Last few weeks, I was configuring huge ZFS pool of 50 disks over three machines. Aside from benchmarking, I wanted to setup monitoring of this disk pool. smartctl comes as natural candidate for getting smart data, but where should I keep it? I recently learned of git log -p output format which shows nicely changes in your source files, so natural question was can I use git to track smart disk statistics?

As it turns out, getting overview of disk layout is really easy under Linux if you know where to look. /proc/partitions first comes to mind, but it lacks one really important peace of information: disk serial number. It's only peace of information which won't change between reboots when you have to spin up 30+ disks, so you really want to use it as identification for disks, instead of device name for example (which I tried on first try and learned that disks move around).

Good naming of dump files is as important as always. In the end, I opted to use smart.id where id part is from /dev/disk/by-id/scsi-something. Paths in /dev/disk/by-id/ are essential useful when creating storage pools because they also don't change between reboots.
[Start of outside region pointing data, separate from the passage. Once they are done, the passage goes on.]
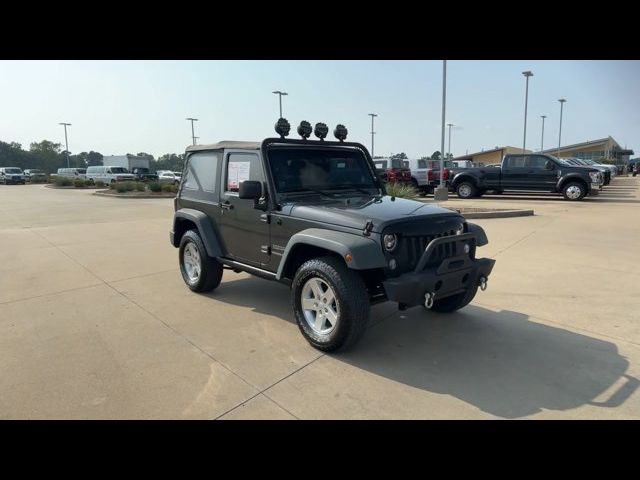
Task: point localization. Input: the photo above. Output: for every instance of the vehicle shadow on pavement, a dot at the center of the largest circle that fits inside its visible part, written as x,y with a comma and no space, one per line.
500,362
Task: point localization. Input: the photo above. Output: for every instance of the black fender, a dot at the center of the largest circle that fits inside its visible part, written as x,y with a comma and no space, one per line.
206,229
573,176
365,252
478,231
462,176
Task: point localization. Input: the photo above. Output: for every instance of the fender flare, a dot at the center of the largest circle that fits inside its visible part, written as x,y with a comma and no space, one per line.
366,252
478,231
572,176
205,227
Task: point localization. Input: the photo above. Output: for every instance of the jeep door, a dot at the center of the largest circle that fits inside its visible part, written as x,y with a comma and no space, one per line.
243,227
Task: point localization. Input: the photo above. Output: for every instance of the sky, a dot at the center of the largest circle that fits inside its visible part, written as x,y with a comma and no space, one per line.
118,107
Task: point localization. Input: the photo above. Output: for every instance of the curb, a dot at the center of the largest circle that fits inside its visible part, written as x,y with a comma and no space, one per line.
115,195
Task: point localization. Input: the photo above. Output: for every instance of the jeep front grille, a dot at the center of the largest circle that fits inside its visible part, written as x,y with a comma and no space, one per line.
415,246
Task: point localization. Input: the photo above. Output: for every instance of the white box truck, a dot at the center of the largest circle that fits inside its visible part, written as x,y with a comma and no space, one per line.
138,166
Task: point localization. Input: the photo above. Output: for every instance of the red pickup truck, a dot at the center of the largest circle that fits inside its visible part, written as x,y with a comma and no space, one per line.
395,170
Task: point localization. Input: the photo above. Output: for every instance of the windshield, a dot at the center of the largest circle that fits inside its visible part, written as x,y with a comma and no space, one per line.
299,169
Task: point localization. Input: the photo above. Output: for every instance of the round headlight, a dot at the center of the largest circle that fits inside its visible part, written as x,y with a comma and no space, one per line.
390,241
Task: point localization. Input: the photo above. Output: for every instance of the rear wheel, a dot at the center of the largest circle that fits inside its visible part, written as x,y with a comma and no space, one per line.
574,191
330,303
199,271
466,190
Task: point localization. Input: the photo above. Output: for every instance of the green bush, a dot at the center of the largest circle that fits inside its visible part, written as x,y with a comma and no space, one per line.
401,190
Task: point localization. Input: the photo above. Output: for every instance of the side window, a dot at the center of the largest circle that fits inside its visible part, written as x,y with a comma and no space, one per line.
201,172
241,167
537,162
517,162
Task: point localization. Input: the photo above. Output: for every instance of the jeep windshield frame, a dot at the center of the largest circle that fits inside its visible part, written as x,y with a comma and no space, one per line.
354,153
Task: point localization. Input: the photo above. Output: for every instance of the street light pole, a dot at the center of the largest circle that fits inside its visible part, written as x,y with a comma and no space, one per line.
372,132
66,142
527,74
449,149
278,92
561,100
441,193
193,135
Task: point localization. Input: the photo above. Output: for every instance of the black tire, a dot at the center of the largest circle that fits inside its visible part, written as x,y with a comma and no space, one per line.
466,189
570,191
351,299
454,302
210,269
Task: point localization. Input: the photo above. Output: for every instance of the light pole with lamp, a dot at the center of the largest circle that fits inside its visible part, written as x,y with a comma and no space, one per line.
372,115
66,143
527,74
561,100
278,92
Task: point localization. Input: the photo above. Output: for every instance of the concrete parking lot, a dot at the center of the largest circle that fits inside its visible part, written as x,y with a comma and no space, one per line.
95,322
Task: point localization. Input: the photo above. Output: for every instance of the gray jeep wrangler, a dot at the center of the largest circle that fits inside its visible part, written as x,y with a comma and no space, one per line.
314,214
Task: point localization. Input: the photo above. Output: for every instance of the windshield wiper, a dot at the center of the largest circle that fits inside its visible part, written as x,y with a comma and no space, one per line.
302,190
350,187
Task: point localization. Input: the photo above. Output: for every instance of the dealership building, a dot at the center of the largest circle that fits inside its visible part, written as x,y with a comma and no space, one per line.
604,148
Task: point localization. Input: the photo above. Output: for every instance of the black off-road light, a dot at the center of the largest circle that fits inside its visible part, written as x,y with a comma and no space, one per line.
304,129
321,131
340,132
282,127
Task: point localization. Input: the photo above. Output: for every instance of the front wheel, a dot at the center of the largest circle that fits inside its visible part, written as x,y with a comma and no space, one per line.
330,303
199,271
466,190
454,302
574,191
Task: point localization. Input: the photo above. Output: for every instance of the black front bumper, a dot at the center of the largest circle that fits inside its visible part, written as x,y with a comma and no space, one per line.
454,275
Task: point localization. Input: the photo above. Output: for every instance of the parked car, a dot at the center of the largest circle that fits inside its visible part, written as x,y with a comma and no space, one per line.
72,173
169,177
577,162
108,174
396,170
11,175
32,174
420,175
143,174
313,215
534,172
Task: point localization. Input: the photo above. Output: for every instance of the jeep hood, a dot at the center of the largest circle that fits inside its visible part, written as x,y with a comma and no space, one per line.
354,212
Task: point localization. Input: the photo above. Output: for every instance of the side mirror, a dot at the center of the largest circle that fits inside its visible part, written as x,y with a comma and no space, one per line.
250,190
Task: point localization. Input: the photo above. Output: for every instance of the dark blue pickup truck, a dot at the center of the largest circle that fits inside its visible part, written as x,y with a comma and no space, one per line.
528,172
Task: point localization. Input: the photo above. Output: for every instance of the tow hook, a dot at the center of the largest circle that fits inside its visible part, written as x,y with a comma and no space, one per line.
428,299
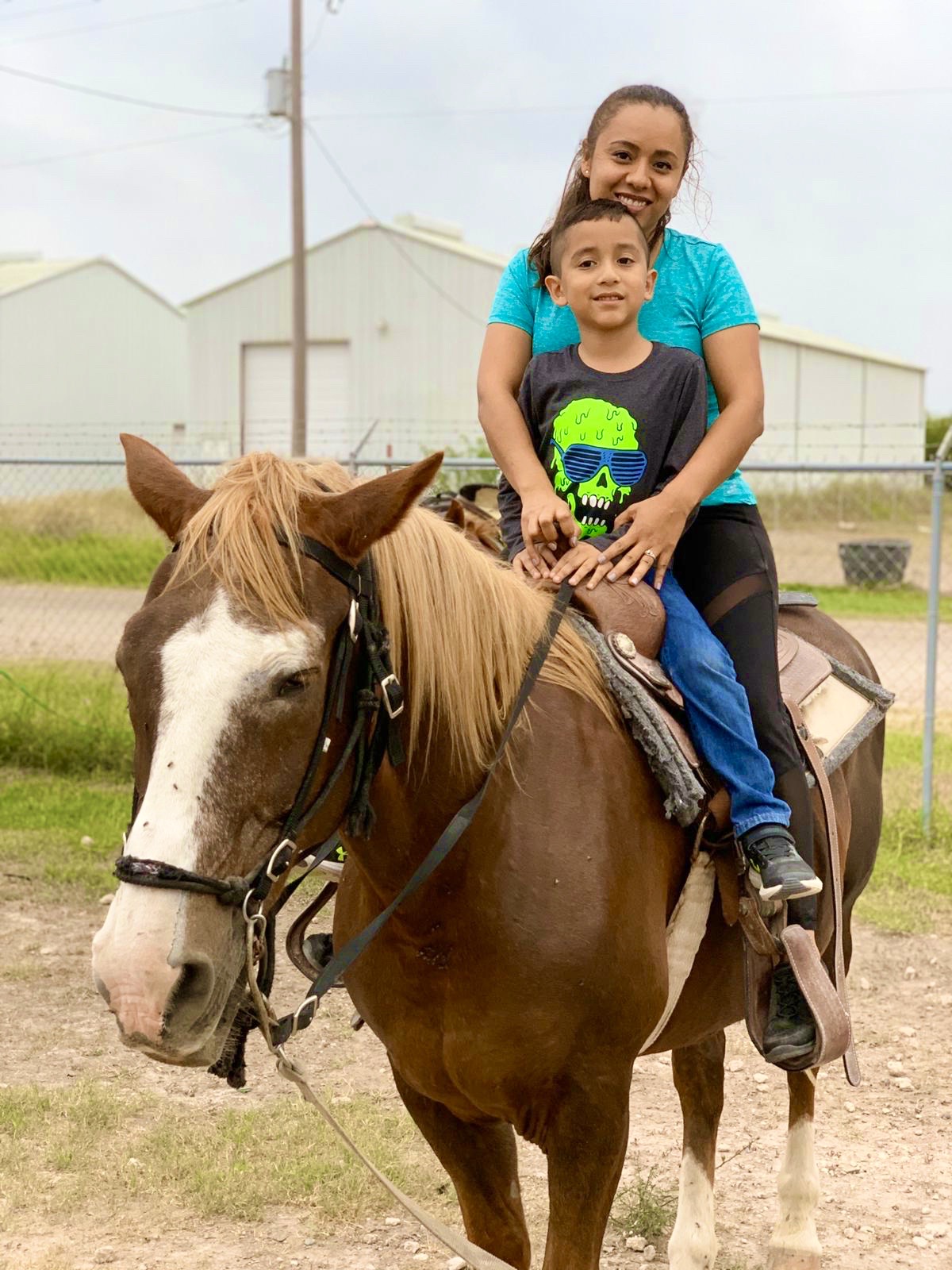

Now that we know where to look for disk identification and serial number, we are ready to start collecting smart data. However, this data is much more useful if coupled with info from controllers, so final version of smart-dump.sh script also supports dumping of controller status for LSI Logic / Symbios Logic and 3ware controllers. Have in mind that collecting smart info from disks does interrupt data transfers, so if you have huge pool you might want to spread those requests (or even issue them in parallel if you want one huge interruption as opposed to several smaller ones).

So was all this worth an effort? In fact, it was! In our sample of 50 3T disks, one disk reported errors after just 192 hours of lifetime. It would probably report it earlier, but this was second time that I run smartctl -t long on it. On the other side, it passed long check on first test which was 8 hours of LifeTime. Even if you read Failure Trends in a Large Disk Drive Population paper from Google, and concluded that smart is lying to you and you could ignore it, please monitor your drives!